Raffia in all its splendour - Bakushinta

On the occasion of 125/5 years, the museum selected several proposals from individuals and organizations from the African diaspora in Belgium. Bakushinta presents their project.

In 2017, as part of our research into textile knowledge in the DRC, we found that the museum had a vast collection of objects made of raffia and other plant fibres. During the renovation period, some of the objects from the Kongo kingdom were included in the exhibition Kongo across the Water.Bakushinta
 

Today, apart from a few pieces displayed without adequate explanation in the Rituals and Ceremonies room, all these collections are locked up in the reserves. The public has no opportunity to discover this glory and the high level of design and knowledge that was found in the DRC.  

Our project is therefore in line with the museum’s ambition to present the cultures of Central Africa, in this case those of the DRC. It aims to dismantle racist stereotypes of black people by discussing their mastery of textiles and their production. We want to undo the notion that naked or half-naked people had been waiting for the arrival of the coloniser to learn how to cover their bodies and dress themselves. 

As an element in the reconstruction of civil society in all its aspects, the museum cannot stop at exhibiting only objects. Our project aims to present evidence of creative ingenuity, in a production process that is shown in all its inventive and technical complexity. This approach allows the museum to become an element of consolidation and harmonisation between two worlds that remain distinct and dichotomous: culture and economy.  

Ms. Georgine Dibua Mbombo is the coordinator and project manager of Bakushinta, an association for the appreciation and promotion of the cultures of the DRC. She is also involved in memory work and awareness-raising on the decolonisation of the public space and other aspects of society. The constant representation of half-naked Congolese in various colonial productions led her to research textile knowledge in the DRC. She has organised exhibitions and conferences on this rich heritage which can express wealth or social status and which has influenced different artistic currents. She takes us on a journey where she will reveal to us the common thread between know-how and culture of these raffia palm fibres and others, loaded with communication and power, emotion and spirituality. 

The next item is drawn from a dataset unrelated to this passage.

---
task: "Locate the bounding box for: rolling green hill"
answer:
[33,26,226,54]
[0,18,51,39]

Ms. Judith Ambusu Akuma is an archivist specialising in fashion and textiles. Her interests lie in information management and the history of African fashion. Keen on the preservation of African textile heritage, she celebrates the richness of African culture and provides reliable information about African crafts and fashion on her platform https://www.afrosaltboho.com/, which she created in Italy. With her, the discovery of a weave that acquires its singular colours from the surrounding landscapes, the hand embroidery, the interweaving of fibres, the materiality and the vivid character of a fabric will be dissected according to the requirements of the STEALTH system (a software used for clothing data management). Ms. Ambusu Akuma will lead the photo campaign and guide the didactics.